Councils have referred to external sources to back up claims that overall funding has gone down by 8% in real terms between 2010/11 and 2017/18. Importantly they have also focused on the reduction in funding for core services. They have calculated that, as a result of new additional resources being directed towards Scottish Government-led policies (such as the extension of early learning and childcare) core funding has decreased by £590 million over the same period.

They have also calculated that, as a result of government funding restrictions, non-protected services have suffered funding cuts of 20%.

COSLA argues that they have managed this reduction in funding by making £1.4 billion of efficiency savings, reducing the workforce by 15,000 full-time equivalent staff, and by increasing local charges, but there is no more room for manoeuvre.

By getting these messages out early, Councils have a better chance of these messages getting over to MSPs, the public, and the media.

Council spend and the importance of economic growth

However, could COSLA have been more upfront about the contribution Councils make towards economic growth? As a result of the devolution of tax powers to the Scottish Parliament, the growth in the Scottish economy, relative to that of the UK economy, now has a direct bearing on the amount of resources available to fund public services in Scotland.

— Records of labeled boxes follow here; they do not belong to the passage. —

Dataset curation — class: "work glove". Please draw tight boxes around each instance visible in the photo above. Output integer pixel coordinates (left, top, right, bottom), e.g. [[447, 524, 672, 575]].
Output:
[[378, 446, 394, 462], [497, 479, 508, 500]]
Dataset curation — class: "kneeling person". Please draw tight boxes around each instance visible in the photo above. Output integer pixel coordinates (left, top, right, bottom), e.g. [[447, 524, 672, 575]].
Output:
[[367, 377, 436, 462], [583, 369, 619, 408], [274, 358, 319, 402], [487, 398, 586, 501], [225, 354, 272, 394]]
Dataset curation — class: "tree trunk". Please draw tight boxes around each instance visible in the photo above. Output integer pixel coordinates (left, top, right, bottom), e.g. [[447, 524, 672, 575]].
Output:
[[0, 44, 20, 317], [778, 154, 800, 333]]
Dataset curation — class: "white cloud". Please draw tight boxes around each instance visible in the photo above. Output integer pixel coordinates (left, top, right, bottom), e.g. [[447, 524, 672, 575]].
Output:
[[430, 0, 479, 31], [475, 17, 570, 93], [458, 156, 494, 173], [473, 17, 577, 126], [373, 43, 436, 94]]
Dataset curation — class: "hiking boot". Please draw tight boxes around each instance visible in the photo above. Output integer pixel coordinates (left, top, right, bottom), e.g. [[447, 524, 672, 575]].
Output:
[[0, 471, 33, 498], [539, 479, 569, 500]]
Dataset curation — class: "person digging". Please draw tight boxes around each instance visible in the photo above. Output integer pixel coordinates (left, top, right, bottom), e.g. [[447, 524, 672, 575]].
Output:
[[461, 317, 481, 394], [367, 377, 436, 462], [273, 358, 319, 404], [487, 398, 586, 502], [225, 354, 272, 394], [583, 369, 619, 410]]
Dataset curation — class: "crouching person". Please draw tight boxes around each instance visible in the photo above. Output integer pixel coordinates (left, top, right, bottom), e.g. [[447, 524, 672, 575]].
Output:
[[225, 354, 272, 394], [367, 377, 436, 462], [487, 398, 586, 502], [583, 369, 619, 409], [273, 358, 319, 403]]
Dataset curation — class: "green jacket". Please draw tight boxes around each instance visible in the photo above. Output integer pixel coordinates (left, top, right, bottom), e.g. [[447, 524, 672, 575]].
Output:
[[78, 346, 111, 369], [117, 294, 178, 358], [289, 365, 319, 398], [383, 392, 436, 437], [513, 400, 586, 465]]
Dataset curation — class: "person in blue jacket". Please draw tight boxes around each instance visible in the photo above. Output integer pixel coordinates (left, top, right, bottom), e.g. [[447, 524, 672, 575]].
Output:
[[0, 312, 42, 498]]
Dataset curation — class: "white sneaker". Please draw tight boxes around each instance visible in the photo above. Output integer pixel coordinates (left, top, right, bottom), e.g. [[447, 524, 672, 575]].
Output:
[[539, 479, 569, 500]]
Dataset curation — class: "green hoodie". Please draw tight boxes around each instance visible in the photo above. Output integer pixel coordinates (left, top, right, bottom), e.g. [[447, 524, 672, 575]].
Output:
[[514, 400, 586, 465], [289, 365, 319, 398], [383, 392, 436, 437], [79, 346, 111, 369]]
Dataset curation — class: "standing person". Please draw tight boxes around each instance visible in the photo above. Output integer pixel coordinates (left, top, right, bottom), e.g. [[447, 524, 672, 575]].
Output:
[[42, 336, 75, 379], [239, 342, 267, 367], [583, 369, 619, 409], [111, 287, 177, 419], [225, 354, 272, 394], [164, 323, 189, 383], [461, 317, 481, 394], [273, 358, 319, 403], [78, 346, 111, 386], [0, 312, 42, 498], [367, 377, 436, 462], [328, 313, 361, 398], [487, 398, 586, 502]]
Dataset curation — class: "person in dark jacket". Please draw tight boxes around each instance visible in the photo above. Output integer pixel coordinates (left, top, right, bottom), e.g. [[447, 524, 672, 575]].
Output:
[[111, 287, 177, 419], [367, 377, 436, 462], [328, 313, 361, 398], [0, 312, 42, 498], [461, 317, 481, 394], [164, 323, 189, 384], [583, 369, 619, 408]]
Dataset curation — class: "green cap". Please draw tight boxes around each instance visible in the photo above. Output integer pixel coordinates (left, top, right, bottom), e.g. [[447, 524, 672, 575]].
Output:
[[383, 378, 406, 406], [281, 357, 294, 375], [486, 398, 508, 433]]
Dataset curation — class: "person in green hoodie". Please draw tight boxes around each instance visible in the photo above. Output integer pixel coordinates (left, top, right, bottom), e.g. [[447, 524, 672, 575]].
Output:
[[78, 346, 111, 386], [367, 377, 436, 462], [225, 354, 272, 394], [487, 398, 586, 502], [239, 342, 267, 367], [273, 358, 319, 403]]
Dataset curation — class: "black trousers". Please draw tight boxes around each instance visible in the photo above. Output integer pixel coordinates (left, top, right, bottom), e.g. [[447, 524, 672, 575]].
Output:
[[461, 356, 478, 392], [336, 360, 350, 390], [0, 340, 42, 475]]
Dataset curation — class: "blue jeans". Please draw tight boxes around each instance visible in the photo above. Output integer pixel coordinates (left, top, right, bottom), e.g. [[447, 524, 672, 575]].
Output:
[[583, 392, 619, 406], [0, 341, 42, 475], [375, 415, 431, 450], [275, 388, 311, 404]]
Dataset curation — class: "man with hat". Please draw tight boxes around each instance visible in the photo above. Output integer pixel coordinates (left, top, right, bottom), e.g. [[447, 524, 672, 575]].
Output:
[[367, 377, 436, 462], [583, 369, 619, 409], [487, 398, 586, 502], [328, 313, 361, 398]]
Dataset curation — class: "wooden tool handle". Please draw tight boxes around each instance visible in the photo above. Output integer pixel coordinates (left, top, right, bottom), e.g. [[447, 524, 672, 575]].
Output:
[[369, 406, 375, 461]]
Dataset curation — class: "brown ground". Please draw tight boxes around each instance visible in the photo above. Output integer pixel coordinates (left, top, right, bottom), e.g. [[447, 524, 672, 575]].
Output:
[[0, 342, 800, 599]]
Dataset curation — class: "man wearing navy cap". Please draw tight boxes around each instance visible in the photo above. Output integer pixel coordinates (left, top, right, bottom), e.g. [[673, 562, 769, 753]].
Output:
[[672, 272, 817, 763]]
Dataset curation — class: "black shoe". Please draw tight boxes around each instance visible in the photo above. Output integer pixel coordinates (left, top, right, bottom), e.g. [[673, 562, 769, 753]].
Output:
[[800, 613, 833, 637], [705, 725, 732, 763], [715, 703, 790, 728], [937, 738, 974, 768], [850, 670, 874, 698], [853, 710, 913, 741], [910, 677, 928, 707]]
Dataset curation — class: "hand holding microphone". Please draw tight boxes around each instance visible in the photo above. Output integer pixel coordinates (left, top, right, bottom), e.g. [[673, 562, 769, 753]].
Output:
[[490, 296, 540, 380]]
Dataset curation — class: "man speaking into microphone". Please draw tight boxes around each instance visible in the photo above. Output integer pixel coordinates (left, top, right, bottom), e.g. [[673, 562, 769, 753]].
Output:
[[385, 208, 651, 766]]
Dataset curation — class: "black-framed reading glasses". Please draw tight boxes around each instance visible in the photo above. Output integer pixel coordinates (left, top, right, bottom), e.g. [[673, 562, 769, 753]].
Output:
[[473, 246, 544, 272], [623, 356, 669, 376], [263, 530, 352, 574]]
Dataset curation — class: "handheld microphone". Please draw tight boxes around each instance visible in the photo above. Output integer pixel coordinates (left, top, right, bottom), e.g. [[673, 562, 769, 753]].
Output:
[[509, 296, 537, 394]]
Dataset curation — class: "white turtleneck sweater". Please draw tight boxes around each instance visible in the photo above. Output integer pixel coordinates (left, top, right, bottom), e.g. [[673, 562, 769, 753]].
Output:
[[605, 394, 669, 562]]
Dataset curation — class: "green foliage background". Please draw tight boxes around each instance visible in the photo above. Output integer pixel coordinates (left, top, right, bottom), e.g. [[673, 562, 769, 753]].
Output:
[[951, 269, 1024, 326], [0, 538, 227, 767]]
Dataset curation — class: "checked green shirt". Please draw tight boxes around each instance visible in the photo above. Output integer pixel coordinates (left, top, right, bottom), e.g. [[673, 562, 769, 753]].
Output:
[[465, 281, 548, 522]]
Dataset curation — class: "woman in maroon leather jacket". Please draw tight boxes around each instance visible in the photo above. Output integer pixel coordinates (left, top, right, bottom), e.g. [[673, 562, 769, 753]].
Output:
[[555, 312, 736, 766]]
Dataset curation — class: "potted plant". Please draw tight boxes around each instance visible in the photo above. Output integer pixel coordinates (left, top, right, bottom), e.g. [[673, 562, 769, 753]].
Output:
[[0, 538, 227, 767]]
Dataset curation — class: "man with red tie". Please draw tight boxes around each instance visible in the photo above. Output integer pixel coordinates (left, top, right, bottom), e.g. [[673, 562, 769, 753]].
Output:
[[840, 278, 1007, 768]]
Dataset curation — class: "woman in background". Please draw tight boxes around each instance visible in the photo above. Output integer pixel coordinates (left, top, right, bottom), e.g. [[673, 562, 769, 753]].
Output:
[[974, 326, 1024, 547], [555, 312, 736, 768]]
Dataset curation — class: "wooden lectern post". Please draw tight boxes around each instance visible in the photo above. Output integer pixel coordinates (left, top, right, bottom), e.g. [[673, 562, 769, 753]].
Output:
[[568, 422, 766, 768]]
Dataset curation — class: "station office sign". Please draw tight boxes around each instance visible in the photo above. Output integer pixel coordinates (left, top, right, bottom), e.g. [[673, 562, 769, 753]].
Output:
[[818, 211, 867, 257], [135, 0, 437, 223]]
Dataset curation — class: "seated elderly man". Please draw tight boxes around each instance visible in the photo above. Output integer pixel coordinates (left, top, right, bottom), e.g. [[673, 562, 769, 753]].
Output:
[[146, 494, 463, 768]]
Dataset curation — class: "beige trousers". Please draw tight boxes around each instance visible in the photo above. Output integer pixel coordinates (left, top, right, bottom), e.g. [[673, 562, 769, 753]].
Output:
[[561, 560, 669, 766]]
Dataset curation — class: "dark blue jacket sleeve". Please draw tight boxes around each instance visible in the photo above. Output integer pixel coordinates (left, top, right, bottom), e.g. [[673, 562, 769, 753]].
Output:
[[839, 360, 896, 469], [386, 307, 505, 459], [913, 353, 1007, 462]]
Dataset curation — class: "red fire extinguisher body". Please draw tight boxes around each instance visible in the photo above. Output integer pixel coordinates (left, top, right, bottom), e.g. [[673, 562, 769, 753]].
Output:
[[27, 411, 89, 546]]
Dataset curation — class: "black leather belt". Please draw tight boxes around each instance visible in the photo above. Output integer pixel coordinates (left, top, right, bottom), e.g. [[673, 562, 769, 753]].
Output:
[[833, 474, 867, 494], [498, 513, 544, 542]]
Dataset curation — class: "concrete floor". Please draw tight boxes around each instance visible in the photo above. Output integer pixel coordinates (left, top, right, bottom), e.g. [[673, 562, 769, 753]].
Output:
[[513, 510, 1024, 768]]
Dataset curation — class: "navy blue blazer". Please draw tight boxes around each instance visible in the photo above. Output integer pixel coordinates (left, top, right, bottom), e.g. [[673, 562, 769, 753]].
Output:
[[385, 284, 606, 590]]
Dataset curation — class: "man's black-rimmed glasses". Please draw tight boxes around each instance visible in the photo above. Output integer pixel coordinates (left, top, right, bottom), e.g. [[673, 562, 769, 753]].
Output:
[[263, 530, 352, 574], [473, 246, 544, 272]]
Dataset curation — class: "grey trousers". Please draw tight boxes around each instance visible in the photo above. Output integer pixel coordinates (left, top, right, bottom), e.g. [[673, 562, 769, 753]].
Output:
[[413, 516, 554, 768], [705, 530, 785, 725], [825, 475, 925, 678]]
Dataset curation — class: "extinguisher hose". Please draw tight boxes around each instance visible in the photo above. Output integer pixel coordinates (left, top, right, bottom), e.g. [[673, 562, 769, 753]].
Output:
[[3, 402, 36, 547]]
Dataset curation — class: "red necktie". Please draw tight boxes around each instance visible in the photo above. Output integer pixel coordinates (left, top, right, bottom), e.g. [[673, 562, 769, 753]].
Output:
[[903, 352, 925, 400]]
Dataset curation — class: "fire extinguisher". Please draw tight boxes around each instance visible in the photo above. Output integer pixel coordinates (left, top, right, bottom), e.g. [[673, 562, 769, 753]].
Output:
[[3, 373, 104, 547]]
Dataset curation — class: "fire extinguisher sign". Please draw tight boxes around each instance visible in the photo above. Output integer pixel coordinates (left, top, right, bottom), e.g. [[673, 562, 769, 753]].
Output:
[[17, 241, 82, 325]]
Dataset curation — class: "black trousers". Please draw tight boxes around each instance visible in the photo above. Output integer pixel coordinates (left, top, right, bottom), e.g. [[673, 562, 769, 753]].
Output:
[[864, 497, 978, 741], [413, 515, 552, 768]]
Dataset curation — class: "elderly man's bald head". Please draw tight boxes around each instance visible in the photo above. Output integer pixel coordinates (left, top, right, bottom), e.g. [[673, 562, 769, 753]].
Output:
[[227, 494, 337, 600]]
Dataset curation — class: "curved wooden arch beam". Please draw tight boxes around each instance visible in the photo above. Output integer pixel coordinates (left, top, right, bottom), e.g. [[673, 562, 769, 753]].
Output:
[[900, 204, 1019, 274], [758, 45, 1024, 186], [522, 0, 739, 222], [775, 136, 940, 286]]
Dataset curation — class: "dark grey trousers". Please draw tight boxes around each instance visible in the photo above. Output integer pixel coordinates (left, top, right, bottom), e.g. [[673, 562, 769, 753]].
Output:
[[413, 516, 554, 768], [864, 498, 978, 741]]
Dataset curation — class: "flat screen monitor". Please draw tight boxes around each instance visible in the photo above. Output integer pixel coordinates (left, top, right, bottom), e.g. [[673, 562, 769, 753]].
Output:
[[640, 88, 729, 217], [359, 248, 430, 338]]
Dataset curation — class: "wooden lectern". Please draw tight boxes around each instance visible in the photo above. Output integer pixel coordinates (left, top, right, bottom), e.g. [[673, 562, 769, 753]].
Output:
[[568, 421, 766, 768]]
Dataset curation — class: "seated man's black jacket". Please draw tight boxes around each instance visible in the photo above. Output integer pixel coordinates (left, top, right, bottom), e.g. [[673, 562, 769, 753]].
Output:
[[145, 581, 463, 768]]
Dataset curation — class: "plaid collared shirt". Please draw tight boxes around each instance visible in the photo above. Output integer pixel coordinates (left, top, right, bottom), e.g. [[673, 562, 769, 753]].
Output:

Councils spend £5 billion a year on educating children and education outcomes are a strong predictor of inclusive growth. In addition, Councils employ 244,000 people and spend around £6 billion on procurement. Furthermore, they invest more than £250 million a year in promoting economic growth and providing direct support for business.

The contribution Councils make to economic growth may yet prove to be one of the strongest arguments for continued investment in local services and further work should be carried out to determine the economic impact of local government activity.


Having made the case for additional funding, will the Cabinet Secretary for Finance take any heed of this when he makes his budget announcement in mid-December? Probably not – and certainly not at the level of £545 million. Having said that, any improvement on the past two year’s budget settlements would represent modest success.

What the new COSLA approach is more likely to achieve, however, is to make it easier for MSPs, the public and the media to assess whether or not the financial settlement for local government is adequate to meet the challenges they face. And this, in itself, is a positive step forward.